Migration Priority and Security Improvements
When planning security service migrations, prioritize by risk:
ACM Certificates:
- Public-facing certificates expiring within 30 days (HIGH — service outage risk)
- Certificates used for mTLS between services (HIGH — authentication failure risk)
- Internal certificates with long validity (MEDIUM)
- Measurable improvement: Zero expired certificates in target region; all certificates validated and associated with resources before cutover
AWS KMS:
- Production data with compliance requirements (HIGH — regulatory risk)
- Cross-region encrypted snapshots and backups (HIGH — data recovery risk)
- Development/test encryption keys (LOW)
- Measurable improvement: All encrypted resources accessible in target region; key policies follow least-privilege; no orphaned grants
AWS IAM Identity Center:
- Enable multi-region replication if in commercial regions with external IdP (preferred approach)
- Recreate configuration manually if replication is unavailable
- Measurable improvement: All users can authenticate in target region; MFA enforcement maintained; no permission escalation during migration
IAM & STS:
- Production workloads with high authentication volume (HIGH — latency impact)
- Multi-region federation configurations (MEDIUM)
- Measurable improvement: Regional STS endpoint configured; failover tested; no authentication disruption during region switch
AWS WAF:
- WebACLs protecting public-facing APIs with PII/payment data (HIGH — data exposure risk)

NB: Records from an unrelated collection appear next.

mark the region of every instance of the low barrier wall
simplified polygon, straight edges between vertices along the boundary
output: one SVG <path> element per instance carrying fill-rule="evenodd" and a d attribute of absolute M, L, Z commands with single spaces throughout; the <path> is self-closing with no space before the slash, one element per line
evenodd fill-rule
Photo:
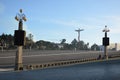
<path fill-rule="evenodd" d="M 109 56 L 109 59 L 120 57 L 119 55 L 111 55 Z M 104 58 L 87 58 L 87 59 L 75 59 L 75 60 L 67 60 L 67 61 L 55 61 L 55 62 L 49 62 L 49 63 L 42 63 L 42 64 L 30 64 L 24 66 L 24 69 L 27 70 L 33 70 L 33 69 L 45 69 L 45 68 L 52 68 L 52 67 L 60 67 L 60 66 L 68 66 L 68 65 L 74 65 L 74 64 L 82 64 L 86 62 L 94 62 L 97 60 L 105 60 Z"/>

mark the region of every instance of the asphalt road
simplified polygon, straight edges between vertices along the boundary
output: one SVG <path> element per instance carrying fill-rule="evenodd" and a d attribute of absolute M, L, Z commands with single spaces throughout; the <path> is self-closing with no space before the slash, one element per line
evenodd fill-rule
<path fill-rule="evenodd" d="M 23 51 L 23 64 L 40 64 L 54 61 L 64 61 L 84 58 L 97 58 L 104 52 L 101 51 L 70 51 L 70 50 L 32 50 Z M 120 54 L 120 52 L 108 52 L 109 55 Z M 14 65 L 16 51 L 0 52 L 0 66 Z"/>

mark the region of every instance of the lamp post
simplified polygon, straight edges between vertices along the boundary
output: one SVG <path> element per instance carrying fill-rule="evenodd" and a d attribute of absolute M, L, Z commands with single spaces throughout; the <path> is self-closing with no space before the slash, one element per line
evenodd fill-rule
<path fill-rule="evenodd" d="M 108 53 L 107 53 L 107 46 L 109 45 L 109 37 L 107 37 L 107 32 L 110 30 L 105 26 L 103 29 L 103 32 L 105 32 L 105 37 L 103 38 L 103 45 L 104 45 L 104 56 L 106 59 L 108 59 Z"/>
<path fill-rule="evenodd" d="M 22 46 L 25 44 L 25 31 L 23 30 L 23 20 L 26 21 L 26 17 L 25 14 L 22 13 L 22 9 L 20 9 L 20 13 L 15 16 L 15 19 L 19 22 L 18 30 L 15 30 L 14 34 L 14 45 L 18 46 L 16 52 L 15 70 L 23 70 Z"/>

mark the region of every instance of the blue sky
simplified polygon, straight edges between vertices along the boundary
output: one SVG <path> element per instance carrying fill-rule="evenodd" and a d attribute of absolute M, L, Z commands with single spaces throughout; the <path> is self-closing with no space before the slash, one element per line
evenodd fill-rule
<path fill-rule="evenodd" d="M 24 30 L 34 41 L 59 43 L 65 38 L 70 43 L 81 28 L 80 40 L 101 45 L 107 25 L 110 43 L 120 42 L 120 0 L 0 0 L 0 34 L 14 34 L 14 17 L 21 8 L 28 19 Z"/>

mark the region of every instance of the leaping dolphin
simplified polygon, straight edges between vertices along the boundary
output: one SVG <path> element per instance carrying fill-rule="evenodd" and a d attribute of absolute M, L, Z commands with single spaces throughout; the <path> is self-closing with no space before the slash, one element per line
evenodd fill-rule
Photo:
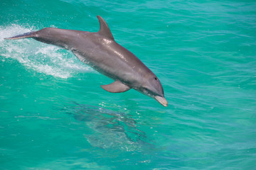
<path fill-rule="evenodd" d="M 104 19 L 97 16 L 100 30 L 88 31 L 45 28 L 6 40 L 32 38 L 72 51 L 82 62 L 114 80 L 101 87 L 112 93 L 134 89 L 167 106 L 163 87 L 156 76 L 131 52 L 117 44 Z"/>

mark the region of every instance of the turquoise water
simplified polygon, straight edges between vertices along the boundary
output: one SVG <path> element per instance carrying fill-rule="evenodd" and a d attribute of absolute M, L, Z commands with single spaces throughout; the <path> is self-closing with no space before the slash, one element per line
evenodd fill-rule
<path fill-rule="evenodd" d="M 167 108 L 71 52 L 4 38 L 45 27 L 114 38 Z M 255 1 L 0 1 L 0 169 L 255 169 Z"/>

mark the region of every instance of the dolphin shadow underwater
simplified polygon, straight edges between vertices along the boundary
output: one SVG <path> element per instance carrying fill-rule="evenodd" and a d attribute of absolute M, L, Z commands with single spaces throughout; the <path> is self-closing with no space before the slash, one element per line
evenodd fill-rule
<path fill-rule="evenodd" d="M 75 102 L 67 106 L 63 111 L 73 117 L 81 127 L 90 129 L 83 135 L 93 147 L 127 151 L 154 147 L 129 114 Z"/>
<path fill-rule="evenodd" d="M 151 97 L 164 106 L 168 102 L 157 76 L 130 51 L 117 43 L 104 19 L 97 16 L 97 33 L 45 28 L 5 40 L 32 38 L 70 50 L 82 62 L 114 81 L 101 87 L 112 93 L 134 89 Z"/>

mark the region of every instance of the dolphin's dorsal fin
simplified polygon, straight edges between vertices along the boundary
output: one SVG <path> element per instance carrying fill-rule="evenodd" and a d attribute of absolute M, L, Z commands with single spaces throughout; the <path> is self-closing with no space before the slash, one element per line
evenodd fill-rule
<path fill-rule="evenodd" d="M 100 16 L 97 16 L 97 18 L 100 22 L 100 30 L 98 33 L 106 38 L 114 40 L 114 37 L 112 35 L 112 33 L 106 21 L 105 21 L 105 20 Z"/>
<path fill-rule="evenodd" d="M 125 85 L 124 84 L 122 84 L 120 81 L 116 80 L 112 84 L 107 84 L 107 85 L 101 85 L 101 87 L 111 93 L 121 93 L 127 91 L 129 89 L 131 89 L 130 87 Z"/>

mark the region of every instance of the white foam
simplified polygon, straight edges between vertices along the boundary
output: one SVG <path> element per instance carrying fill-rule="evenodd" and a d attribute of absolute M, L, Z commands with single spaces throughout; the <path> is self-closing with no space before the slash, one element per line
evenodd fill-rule
<path fill-rule="evenodd" d="M 26 28 L 17 25 L 0 27 L 1 55 L 16 60 L 24 67 L 38 72 L 63 79 L 68 79 L 80 72 L 92 71 L 70 52 L 56 46 L 33 39 L 4 40 L 4 38 L 34 30 L 33 28 Z"/>

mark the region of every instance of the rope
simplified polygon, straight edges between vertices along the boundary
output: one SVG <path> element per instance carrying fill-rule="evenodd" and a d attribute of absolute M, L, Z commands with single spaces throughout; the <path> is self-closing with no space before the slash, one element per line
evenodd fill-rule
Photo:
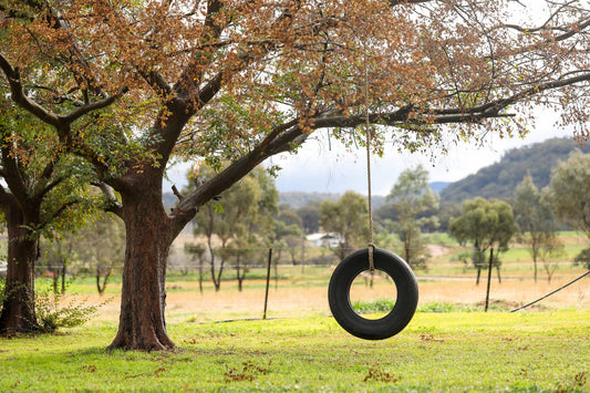
<path fill-rule="evenodd" d="M 364 69 L 364 102 L 366 107 L 364 133 L 366 137 L 366 183 L 368 183 L 368 203 L 369 203 L 369 270 L 375 270 L 375 262 L 373 261 L 373 251 L 375 245 L 373 244 L 373 206 L 371 197 L 371 132 L 369 122 L 369 69 Z"/>
<path fill-rule="evenodd" d="M 575 279 L 573 281 L 570 281 L 570 282 L 566 283 L 565 286 L 562 286 L 562 287 L 556 289 L 555 291 L 552 291 L 552 292 L 550 292 L 550 293 L 547 293 L 547 294 L 544 296 L 542 298 L 539 298 L 539 299 L 537 299 L 537 300 L 535 300 L 535 301 L 531 301 L 530 303 L 525 304 L 525 306 L 521 306 L 521 307 L 519 307 L 519 308 L 517 308 L 517 309 L 510 310 L 510 312 L 516 312 L 516 311 L 519 311 L 519 310 L 526 309 L 526 308 L 529 307 L 529 306 L 532 306 L 532 304 L 535 304 L 535 303 L 538 303 L 539 301 L 549 298 L 551 294 L 553 294 L 553 293 L 556 293 L 556 292 L 559 292 L 559 291 L 562 290 L 563 288 L 571 286 L 573 282 L 581 280 L 582 278 L 584 278 L 584 277 L 588 276 L 588 275 L 590 275 L 590 270 L 588 270 L 587 272 L 584 272 L 583 275 L 581 275 L 580 277 L 578 277 L 578 278 Z"/>

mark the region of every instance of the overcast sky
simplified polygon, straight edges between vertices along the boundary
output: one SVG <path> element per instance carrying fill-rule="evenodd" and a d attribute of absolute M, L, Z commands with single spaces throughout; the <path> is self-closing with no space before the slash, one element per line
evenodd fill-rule
<path fill-rule="evenodd" d="M 499 162 L 511 148 L 530 145 L 552 137 L 572 136 L 569 131 L 559 131 L 549 124 L 539 124 L 526 137 L 500 138 L 489 133 L 484 146 L 462 144 L 452 147 L 447 155 L 436 154 L 434 158 L 424 154 L 397 153 L 389 145 L 385 155 L 372 157 L 372 192 L 387 195 L 404 169 L 422 164 L 429 172 L 429 182 L 456 182 L 475 174 L 478 169 Z M 323 141 L 322 141 L 323 139 Z M 272 159 L 282 167 L 276 179 L 280 192 L 344 193 L 352 189 L 366 195 L 366 153 L 362 148 L 345 151 L 331 141 L 309 141 L 297 155 L 283 154 Z"/>
<path fill-rule="evenodd" d="M 552 137 L 571 137 L 569 130 L 559 130 L 553 123 L 557 116 L 545 113 L 539 116 L 535 128 L 524 138 L 500 138 L 495 133 L 486 136 L 484 146 L 462 144 L 451 147 L 447 155 L 397 153 L 397 147 L 386 145 L 385 155 L 373 156 L 372 192 L 387 195 L 400 173 L 422 164 L 429 170 L 429 182 L 456 182 L 475 174 L 478 169 L 500 161 L 511 148 L 531 145 Z M 306 142 L 297 154 L 281 154 L 266 162 L 282 169 L 276 178 L 279 192 L 318 192 L 342 194 L 349 189 L 366 195 L 366 153 L 364 148 L 346 151 L 331 138 L 330 144 L 323 131 Z M 186 184 L 187 166 L 176 166 L 168 172 L 170 180 L 179 188 Z M 166 184 L 164 192 L 169 192 Z"/>

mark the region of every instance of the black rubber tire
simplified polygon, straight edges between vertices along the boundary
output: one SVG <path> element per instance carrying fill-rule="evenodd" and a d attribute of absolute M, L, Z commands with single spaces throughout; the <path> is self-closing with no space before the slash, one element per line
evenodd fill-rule
<path fill-rule="evenodd" d="M 330 310 L 337 322 L 349 333 L 365 340 L 383 340 L 400 333 L 412 320 L 418 303 L 418 286 L 410 266 L 398 256 L 381 248 L 373 252 L 375 269 L 387 273 L 397 290 L 393 310 L 380 319 L 359 316 L 350 301 L 351 285 L 361 272 L 369 270 L 369 249 L 344 258 L 335 268 L 328 287 Z"/>

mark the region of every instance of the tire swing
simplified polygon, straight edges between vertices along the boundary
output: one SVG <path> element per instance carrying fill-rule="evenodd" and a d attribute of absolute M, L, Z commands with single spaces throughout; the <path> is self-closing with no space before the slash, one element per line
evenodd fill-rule
<path fill-rule="evenodd" d="M 369 103 L 365 86 L 366 102 Z M 400 333 L 412 320 L 418 302 L 418 287 L 414 272 L 402 258 L 373 245 L 373 219 L 371 213 L 371 137 L 369 131 L 369 104 L 366 105 L 366 173 L 369 184 L 369 229 L 371 241 L 368 248 L 345 257 L 335 268 L 328 287 L 330 310 L 337 322 L 349 333 L 365 340 L 383 340 Z M 354 311 L 350 291 L 354 279 L 364 271 L 383 271 L 393 279 L 396 299 L 393 309 L 380 319 L 366 319 Z"/>

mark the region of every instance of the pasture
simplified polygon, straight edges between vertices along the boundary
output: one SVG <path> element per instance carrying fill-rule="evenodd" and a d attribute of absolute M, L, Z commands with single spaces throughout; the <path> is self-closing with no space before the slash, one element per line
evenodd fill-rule
<path fill-rule="evenodd" d="M 572 244 L 579 247 L 579 244 Z M 70 283 L 63 302 L 110 301 L 83 327 L 51 335 L 0 339 L 0 391 L 35 392 L 587 392 L 590 391 L 590 278 L 540 303 L 532 301 L 586 270 L 557 265 L 551 282 L 532 280 L 520 250 L 491 281 L 437 245 L 427 271 L 417 271 L 418 311 L 398 335 L 363 341 L 330 317 L 333 267 L 280 266 L 270 281 L 268 320 L 261 320 L 263 268 L 251 269 L 242 292 L 228 270 L 221 290 L 199 291 L 195 272 L 169 270 L 167 328 L 172 353 L 105 352 L 116 333 L 120 282 L 105 296 L 92 278 Z M 484 278 L 486 275 L 483 275 Z M 50 286 L 38 279 L 38 288 Z M 353 301 L 373 304 L 394 293 L 390 281 L 361 279 Z"/>

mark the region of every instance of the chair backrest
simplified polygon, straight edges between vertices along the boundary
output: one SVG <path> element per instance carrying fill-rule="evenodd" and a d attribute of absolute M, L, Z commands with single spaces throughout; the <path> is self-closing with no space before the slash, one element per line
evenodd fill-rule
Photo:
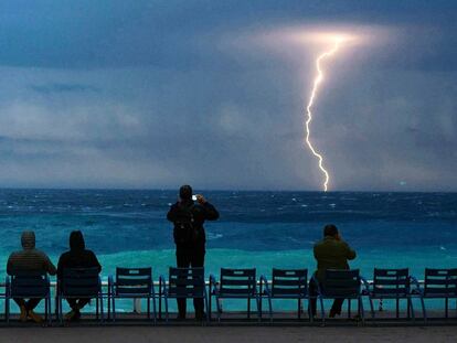
<path fill-rule="evenodd" d="M 168 297 L 203 298 L 204 294 L 204 268 L 170 267 L 168 279 Z"/>
<path fill-rule="evenodd" d="M 60 291 L 65 297 L 97 297 L 102 291 L 98 268 L 64 268 Z"/>
<path fill-rule="evenodd" d="M 359 269 L 327 269 L 322 293 L 329 298 L 357 298 L 360 296 Z"/>
<path fill-rule="evenodd" d="M 379 269 L 373 272 L 373 296 L 404 298 L 410 293 L 410 270 Z"/>
<path fill-rule="evenodd" d="M 425 268 L 424 296 L 457 297 L 457 268 Z"/>
<path fill-rule="evenodd" d="M 304 298 L 308 294 L 308 269 L 276 269 L 272 275 L 273 297 Z"/>
<path fill-rule="evenodd" d="M 152 268 L 116 268 L 116 296 L 151 296 Z"/>
<path fill-rule="evenodd" d="M 12 298 L 45 298 L 50 292 L 47 275 L 35 271 L 21 271 L 11 276 Z"/>
<path fill-rule="evenodd" d="M 252 298 L 256 293 L 256 269 L 221 268 L 220 293 L 222 296 Z"/>

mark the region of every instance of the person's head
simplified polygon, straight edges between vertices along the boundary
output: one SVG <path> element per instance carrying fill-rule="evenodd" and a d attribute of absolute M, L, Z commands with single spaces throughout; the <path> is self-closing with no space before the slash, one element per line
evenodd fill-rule
<path fill-rule="evenodd" d="M 337 226 L 334 226 L 333 224 L 328 224 L 323 227 L 323 237 L 338 237 L 339 232 Z"/>
<path fill-rule="evenodd" d="M 84 243 L 83 233 L 81 231 L 74 231 L 70 234 L 70 249 L 71 250 L 84 250 L 86 245 Z"/>
<path fill-rule="evenodd" d="M 192 187 L 189 184 L 184 184 L 179 189 L 179 197 L 182 201 L 188 201 L 192 199 Z"/>
<path fill-rule="evenodd" d="M 24 249 L 33 249 L 35 247 L 35 233 L 24 231 L 21 236 L 21 244 Z"/>

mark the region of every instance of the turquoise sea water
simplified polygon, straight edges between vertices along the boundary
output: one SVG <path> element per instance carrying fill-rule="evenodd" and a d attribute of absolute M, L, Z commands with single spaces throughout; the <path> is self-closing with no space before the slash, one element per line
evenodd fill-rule
<path fill-rule="evenodd" d="M 221 267 L 311 271 L 312 245 L 328 223 L 358 251 L 351 267 L 369 279 L 374 266 L 410 267 L 419 279 L 425 267 L 457 267 L 456 193 L 202 193 L 221 212 L 205 226 L 208 275 Z M 176 199 L 174 191 L 0 190 L 0 276 L 22 231 L 33 229 L 56 262 L 70 232 L 81 229 L 104 278 L 116 266 L 152 266 L 158 279 L 174 266 L 166 214 Z"/>

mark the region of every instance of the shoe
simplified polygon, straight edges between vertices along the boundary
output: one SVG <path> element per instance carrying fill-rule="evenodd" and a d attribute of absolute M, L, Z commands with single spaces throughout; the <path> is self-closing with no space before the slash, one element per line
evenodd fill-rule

- WebACLs with custom rules for known attack patterns (MEDIUM)
- WebACLs with only managed rule groups (LOW — quick to recreate)
- Measurable improvement: All WebACL rules active in target region; no gap in protection during migration; rule counts match source
Data Security Requirements for Migration
- Data classification: Identify which resources contain regulated data (PII, PHI, PCI) before migration. Apply encryption and access controls matching or exceeding the source region configuration.
- Encryption in transit: All data transfers during migration use TLS/HTTPS (AWS CLI default). For certificate exports, use the passphrase-encrypted export API.
- Encryption at rest: Maintain encryption on all migrated resources. Do not downgrade from KMS-encrypted to unencrypted during migration.
- Access logging: Enable AWS CloudTrail in the target region before starting migration to capture all API activity.